The miRBase (http://micro ma.sanger.ac.uk/sequences/) was used to search microRNA sequences with possible targets being one or more of the 14 genes directly influenced by Rexo2. A Miranda search was used to find possible targets of microRNAs in murine system.
All publications and patents mentioned in the present application are herein incorporated by reference. Various modification and variation of the described methods and compositions of the invention will be apparent to those skilled in the art without departing from the scope and spirit of the invention. Although the invention has been described in connection with specific preferred embodiments, it should be understood that the invention as claimed should not be unduly limited to such specific embodiments. Indeed, various modifications of the described modes for carrying out the invention that are obvious to those skilled in the relevant fields are intended to be within the scope of the following claims.

Claims

1. A method for determining new molecular elements in a molecular pathway comprising: applying genes expression data and molecular pathway data to a processor configured to run a BN+1 algorithm under conditions such that said processor uses said BN+1 algorithm to determine new molecular elements in said molecular pathway.

2. The method of claim 1, wherein said gene expression data is microarray gene expression data.
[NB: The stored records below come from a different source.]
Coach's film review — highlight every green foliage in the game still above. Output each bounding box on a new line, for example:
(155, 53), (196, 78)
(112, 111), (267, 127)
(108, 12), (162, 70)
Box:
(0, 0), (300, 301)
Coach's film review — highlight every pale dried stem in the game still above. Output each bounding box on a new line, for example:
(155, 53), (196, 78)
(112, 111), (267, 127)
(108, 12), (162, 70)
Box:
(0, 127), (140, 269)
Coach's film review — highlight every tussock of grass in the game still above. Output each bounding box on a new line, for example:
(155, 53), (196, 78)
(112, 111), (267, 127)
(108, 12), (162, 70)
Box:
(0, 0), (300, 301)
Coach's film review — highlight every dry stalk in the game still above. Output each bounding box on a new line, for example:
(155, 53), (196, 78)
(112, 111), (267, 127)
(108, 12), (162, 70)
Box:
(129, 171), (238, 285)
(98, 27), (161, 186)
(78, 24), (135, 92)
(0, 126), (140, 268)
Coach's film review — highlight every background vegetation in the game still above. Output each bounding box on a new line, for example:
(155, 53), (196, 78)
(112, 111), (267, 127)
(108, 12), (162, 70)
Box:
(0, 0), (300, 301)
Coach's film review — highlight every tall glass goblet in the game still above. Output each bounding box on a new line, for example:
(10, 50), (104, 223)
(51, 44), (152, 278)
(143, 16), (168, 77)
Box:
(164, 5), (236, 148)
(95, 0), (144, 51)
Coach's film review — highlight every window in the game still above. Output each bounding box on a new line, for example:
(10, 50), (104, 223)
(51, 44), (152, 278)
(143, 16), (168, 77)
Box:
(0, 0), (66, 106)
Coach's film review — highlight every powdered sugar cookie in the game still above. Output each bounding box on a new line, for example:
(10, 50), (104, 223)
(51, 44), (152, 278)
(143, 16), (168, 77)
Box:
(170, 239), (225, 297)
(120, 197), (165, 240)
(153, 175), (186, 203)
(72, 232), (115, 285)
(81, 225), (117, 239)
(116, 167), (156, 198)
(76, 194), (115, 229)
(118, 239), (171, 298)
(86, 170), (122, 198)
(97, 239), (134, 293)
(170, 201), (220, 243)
3. The method of claim 1, wherein said molecular pathway is a known molecular pathway.

4. The method of claim 1, wherein said BN+1 algorithm is a component of a computer software program.

5. The method of claim 4, wherein said computer software program is Molecular Annotation Resource for Integrating Microarrays with Bayesian Analysis (MARIMBA) software.

6. The method of claim 1, wherein said determining new molecular elements in said molecular pathway comprises the generation of a Bayesian network from said BN+1 algorithm.

7. The method of claim 1, further comprises displaying molecular element relationships in said molecular pathway as determined by said BN+1 algorithm.

8. The method of claim 7, wherein said displaying comprises dimensional plots.

9. A system comprising a processor configured to receive gene expression data, to receive molecular pathway data, and to run a BN+1 algorithm.

10. The system of claim 9, wherein said system further comprises gene expression data.

11. The system of claim 9, wherein said system further comprises molecular pathway data.

12. The system of claim 9, wherein said system further comprises a processor configured to identify new molecular elements in a molecular pathway using said BN+1 algorithm.

13. The system of claim 9, wherein said processor generates a Bayesian network from said BN+1 algorithm.

14. The system of claim 9, wherein said processor is further configured to display molecular element relationships in said molecular pathway as determined by said BN+1 algorithm.

15. The system of claim 14, wherein said processor displays said molecular element relationships as dimensional plots.